Blogger : Jean-Charles Desgroux
Au sujet de l'auteur
Jean-Charles Desgroux
Jean-Charles Desgroux est né en 1975 et a découvert le hard rock début 1989 : son destin a alors pris une tangente radicale. Méprisant le monde adulte depuis, il conserve précieusement son enthousiasme et sa passion en restant un fan, et surtout en en faisant son vrai métier : en 2002, il intègre la rédaction de Rock Sound, devient pigiste, et ne s’arrêtera plus jamais.

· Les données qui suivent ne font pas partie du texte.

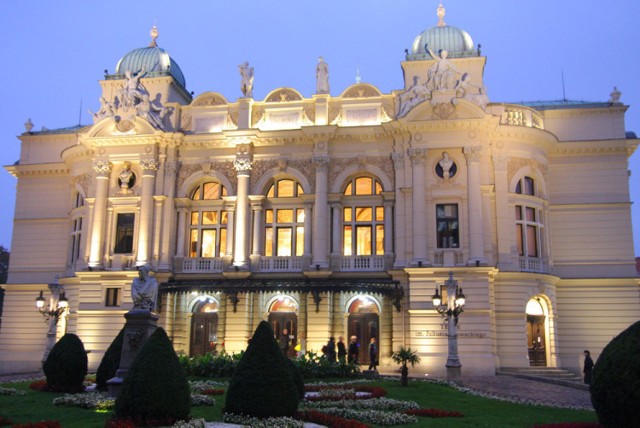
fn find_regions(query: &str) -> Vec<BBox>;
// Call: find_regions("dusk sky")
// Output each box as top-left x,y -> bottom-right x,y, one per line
1,1 -> 639,255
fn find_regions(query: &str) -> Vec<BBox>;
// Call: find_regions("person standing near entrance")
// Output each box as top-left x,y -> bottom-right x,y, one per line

X-Rock, Rock One, Crossroads, Plugged, Myrock, Rolling Stone ou encore Rock&Folk recueillent tous les mois ses chroniques, interviews ou reportages. Mais la presse ne suffit pas : il publie la seule biographie française consacrée à Ozzy Osbourne en 2007, enchaîne ensuite celles sur Alice Cooper, Iggy Pop, et dresse de copieuses anthologies sur le Hair Metal et le Stoner aux éditions Le Mot et le Reste. Depuis 2014, il est un collaborateur régulier à HARD FORCE, son journal d’enfance (!), et élargit sa collaboration à sa petite soeur radiophonique, HEAVY1, où il reste journaliste, animateur, et programmateur sous le nom de Jesse.